Amidst a significant market downturn, the Nifty Smallcap 250 index has witnessed a substantial decline of over 8 percent, while the Nifty Midcap 150 index has also experienced a downturn of 5 percent over the past month, reflecting a pronounced selloff across the broader market.
The recent market correction has instilled apprehension among retail investors, although there have been instances of selective buying observed in certain small-cap and mid-cap stocks.
According to an insightful strategy report by ICICI Securities, a favorable period characterized by enhanced profitability is anticipated, driven by an “investment rate” propelled upcycle. The report, dated March 16, highlights the rising trajectory of the “PAT to GDP” ratio within the listed space, which has ascended to the mid-cycle range of 4.9 percent, up from 4.3 percent in FY23.
Taking a long-term perspective, the report suggests that small-cap stocks offer significant growth potential, particularly in terms of the “PAT/GDP” ratio. Currently standing at 0.7 percent of GDP, small caps are yet to reach their cycle peak of 1.2 percent, indicating ample room for expansion moving forward.
A promising outlook is projected for the earnings growth of Nifty Midcap 100 (excluding Vodafone) and Nifty Small Cap 100 indices, expected to soar by 25 percent during the FY23-FY26 period. In comparison, the benchmark Nifty index is anticipated to witness a growth rate of 17 percent over the same period.
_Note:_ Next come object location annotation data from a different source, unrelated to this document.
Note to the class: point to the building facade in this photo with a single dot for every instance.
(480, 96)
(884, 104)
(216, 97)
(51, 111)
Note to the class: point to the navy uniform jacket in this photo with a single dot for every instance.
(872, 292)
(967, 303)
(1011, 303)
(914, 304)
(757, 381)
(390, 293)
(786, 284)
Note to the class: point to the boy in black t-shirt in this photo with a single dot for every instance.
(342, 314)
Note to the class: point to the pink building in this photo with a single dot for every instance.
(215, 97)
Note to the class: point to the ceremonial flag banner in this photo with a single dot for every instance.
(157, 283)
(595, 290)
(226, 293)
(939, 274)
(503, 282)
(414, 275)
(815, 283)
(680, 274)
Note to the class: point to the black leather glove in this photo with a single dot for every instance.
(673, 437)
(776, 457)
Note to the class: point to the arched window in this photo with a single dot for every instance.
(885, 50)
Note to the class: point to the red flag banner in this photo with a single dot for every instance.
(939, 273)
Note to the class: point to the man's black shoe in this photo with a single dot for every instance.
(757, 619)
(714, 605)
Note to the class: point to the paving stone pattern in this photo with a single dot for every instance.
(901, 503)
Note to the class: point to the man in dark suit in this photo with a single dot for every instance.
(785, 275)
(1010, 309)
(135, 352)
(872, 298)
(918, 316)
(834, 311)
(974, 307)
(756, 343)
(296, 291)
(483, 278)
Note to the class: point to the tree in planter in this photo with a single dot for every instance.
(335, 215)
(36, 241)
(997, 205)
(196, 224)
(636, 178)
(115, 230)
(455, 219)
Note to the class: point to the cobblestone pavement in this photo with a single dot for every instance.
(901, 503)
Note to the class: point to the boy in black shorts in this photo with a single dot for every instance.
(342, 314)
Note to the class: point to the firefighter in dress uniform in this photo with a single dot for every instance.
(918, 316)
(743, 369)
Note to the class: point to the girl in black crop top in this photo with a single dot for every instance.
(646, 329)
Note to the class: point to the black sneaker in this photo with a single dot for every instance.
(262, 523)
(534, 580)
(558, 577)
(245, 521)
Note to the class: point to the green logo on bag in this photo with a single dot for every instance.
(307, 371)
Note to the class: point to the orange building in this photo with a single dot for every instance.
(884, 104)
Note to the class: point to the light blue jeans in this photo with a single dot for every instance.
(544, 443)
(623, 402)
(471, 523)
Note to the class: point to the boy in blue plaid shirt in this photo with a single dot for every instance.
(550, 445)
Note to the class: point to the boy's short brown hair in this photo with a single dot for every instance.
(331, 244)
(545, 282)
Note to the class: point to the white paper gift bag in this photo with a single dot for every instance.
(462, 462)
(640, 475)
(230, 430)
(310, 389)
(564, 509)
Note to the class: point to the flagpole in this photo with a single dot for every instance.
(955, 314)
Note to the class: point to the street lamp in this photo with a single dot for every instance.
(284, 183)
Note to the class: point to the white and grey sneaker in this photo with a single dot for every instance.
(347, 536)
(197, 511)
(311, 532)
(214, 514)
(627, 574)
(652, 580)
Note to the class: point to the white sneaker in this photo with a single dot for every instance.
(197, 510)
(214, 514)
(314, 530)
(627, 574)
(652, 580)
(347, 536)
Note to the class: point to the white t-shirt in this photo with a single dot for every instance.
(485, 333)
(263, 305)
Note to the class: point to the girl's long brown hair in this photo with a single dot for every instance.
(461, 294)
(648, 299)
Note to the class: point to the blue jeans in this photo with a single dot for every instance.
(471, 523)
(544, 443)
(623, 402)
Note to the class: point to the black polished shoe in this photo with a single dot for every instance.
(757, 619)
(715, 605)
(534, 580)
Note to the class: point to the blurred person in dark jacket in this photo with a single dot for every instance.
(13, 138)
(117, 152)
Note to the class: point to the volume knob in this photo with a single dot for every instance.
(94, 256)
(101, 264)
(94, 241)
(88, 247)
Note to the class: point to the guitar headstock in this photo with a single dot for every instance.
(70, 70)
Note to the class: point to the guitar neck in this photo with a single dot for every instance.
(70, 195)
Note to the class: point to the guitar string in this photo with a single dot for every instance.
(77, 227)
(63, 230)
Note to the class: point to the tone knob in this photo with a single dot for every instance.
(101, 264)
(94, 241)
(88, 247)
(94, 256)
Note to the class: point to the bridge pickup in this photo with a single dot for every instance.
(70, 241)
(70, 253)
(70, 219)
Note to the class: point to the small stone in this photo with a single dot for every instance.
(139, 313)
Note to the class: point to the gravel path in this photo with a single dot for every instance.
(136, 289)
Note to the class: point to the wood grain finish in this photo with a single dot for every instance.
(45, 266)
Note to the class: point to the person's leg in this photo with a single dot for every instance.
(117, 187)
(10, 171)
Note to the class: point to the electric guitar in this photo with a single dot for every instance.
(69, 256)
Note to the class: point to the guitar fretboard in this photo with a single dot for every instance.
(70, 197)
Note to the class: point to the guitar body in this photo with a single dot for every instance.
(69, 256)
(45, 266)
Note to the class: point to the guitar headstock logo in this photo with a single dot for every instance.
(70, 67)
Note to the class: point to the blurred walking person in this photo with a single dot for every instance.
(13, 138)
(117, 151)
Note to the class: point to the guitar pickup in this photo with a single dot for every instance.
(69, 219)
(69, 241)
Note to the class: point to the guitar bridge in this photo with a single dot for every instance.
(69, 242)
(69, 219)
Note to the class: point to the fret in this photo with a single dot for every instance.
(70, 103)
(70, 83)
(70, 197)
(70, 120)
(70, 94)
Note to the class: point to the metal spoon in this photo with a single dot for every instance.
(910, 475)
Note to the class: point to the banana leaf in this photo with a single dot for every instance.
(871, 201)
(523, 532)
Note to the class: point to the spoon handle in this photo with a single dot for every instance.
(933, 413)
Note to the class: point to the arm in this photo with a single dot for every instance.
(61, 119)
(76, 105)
The report underscores several factors contributing to the potentially robust performance of the broader indices, notably their substantial weightage in the industrial sector and discretionary consumption space. These sectors are poised to capitalize on the prevailing demand dynamics stemming from the ongoing capex cycle and discretionary spending trends.
Highlighting the sectoral composition, the report reveals a significant allocation of 56 percent, 38.38 percent, 39.33 percent, and 30.19 percent to capex and manufacturing-related companies across the Nifty Microcap 250 index, Nifty Smallcap 100 index, Nifty Midcap 100 index, and Nifty benchmark, respectively. Such a pronounced presence of capex and manufacturing-related entities within the broader market indices underscores the anticipated growth trajectory of these segments.
On March 18, the Nifty Smallcap 250 index concluded the trading session with a marginal decline of 0.29 percent. Despite this overall downturn, the index witnessed notable activity among its constituents. Specifically, seven stocks within the index surged by more than 5 percent, while 24 stocks experienced gains ranging between 2 to 5 percent. Additionally, a significant number of 85 index constituents recorded upticks of up to 2 percent, reflecting a varied performance across the small-cap segment.